Attempting to reassure Dwight residents that the fatal shooting on Friday Oct. 12 was an outside incident, Mayor John DeStefano Jr. adamantly stated that the shooters were not from New Haven — at least until last week.
The shooting, which took place around 9:30 p.m. on the corner of Edgewood Avenue and Orchard Street, left one man dead and five others injured. On the Tuesday after the incident, DeStefano, New Haven Police Chief Melvin H. Wearing and other police and political officials addressed over 100 Dwight residents in a public forum and fielded questions about the perpetrators of the fatal shooting.
“These are people, not from our town, who had a beef,” DeStefano said then.
In responding to similar questions, DeStefano subsequently reiterated that the shooters were not local.
But Lt. Bryan Norwood, the officer in charge of the Dwight shooting investigation, said this week he thinks the shooters are not in fact out-of-towners.
“We strongly think that the shooters are from New Haven,” Norwood said.
He would not comment on whether the perpetrators were from the Dwight neighborhood.
On Friday, DeStefano had trouble remembering exactly what he said at the forum, saying he did not recall saying the shooters were definitely not from New Haven.
“And I don’t know why I would have said it if I did,” he said.
At the forum Oct. 16, DeStefano also said he believed “groups of people” to be responsible, but that the shooting was not a gang-related incident.
Republican mayoral challenger Joel Schiavone ’58 disagreed with DeStefano’s assessment.
In a written statement, Schiavone said the Dwight shooting is the same type of incident as the gang warfare that dominated the neighborhood in the late 1980s and early 1990s.
“Solutions need to be more comprehensive than the mayor’s nonsense about a random event as opposed to gang-related activity,” Schiavone said.
Some local politicians who work in the Dwight neighborhood agree with Schiavone.
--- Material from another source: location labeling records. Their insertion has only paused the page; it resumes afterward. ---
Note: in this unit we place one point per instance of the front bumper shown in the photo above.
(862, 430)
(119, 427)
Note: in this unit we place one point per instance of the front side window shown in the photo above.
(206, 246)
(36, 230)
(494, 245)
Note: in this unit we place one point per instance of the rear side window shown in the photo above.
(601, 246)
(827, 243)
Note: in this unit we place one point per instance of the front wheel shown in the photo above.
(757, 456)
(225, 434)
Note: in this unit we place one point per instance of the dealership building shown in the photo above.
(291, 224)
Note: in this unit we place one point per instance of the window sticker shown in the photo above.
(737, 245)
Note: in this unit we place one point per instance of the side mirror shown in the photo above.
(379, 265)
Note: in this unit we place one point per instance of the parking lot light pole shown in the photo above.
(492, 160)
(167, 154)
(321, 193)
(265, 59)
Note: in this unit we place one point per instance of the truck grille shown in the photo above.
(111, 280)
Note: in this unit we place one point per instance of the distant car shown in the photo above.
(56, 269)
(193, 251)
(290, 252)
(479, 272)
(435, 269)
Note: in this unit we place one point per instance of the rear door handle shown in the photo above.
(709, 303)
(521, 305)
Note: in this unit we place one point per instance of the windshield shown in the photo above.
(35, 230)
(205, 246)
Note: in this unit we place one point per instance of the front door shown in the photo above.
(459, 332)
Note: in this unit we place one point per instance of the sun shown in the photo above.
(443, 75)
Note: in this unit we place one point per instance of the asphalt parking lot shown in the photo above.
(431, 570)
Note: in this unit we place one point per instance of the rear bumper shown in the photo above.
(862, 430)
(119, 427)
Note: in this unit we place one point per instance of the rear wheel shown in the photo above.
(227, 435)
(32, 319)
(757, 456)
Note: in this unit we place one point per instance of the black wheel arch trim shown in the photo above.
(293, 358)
Joyce Poole, the former alderwoman of Ward 23 — which includes parts of Dwight — said she thinks the shootout was certainly a byproduct of gang violence.
“I don’t think that point is debated,” Poole said.
Joyce Chen ’01, a Dwight resident and Green Party candidate in the Ward 2 aldermanic race, said she was “pretty sure” that a gang was responsible for the incident. Chen added that some of her discussions with Dwight residents have led her to believe that a gang from outside the Dwight neighborhood, but still from New Haven, initiated the shooting.
Current Ward 2 Alderwoman Linda Townsend-Maier declined to comment on whether she thought the incident was gang-related.
Last week, DeStefano elaborated on the characteristics of the shooters. He reiterated that groups, rather than individuals, are responsible for the events of Oct. 12. DeStefano also said the members of the groups in question “hang together,” but he did not label them as gangs.
“If you want to call it a gang, then I guess you could say it’s gang-related,” DeStefano said.
–Staff Reporter James Collins contributed to this story.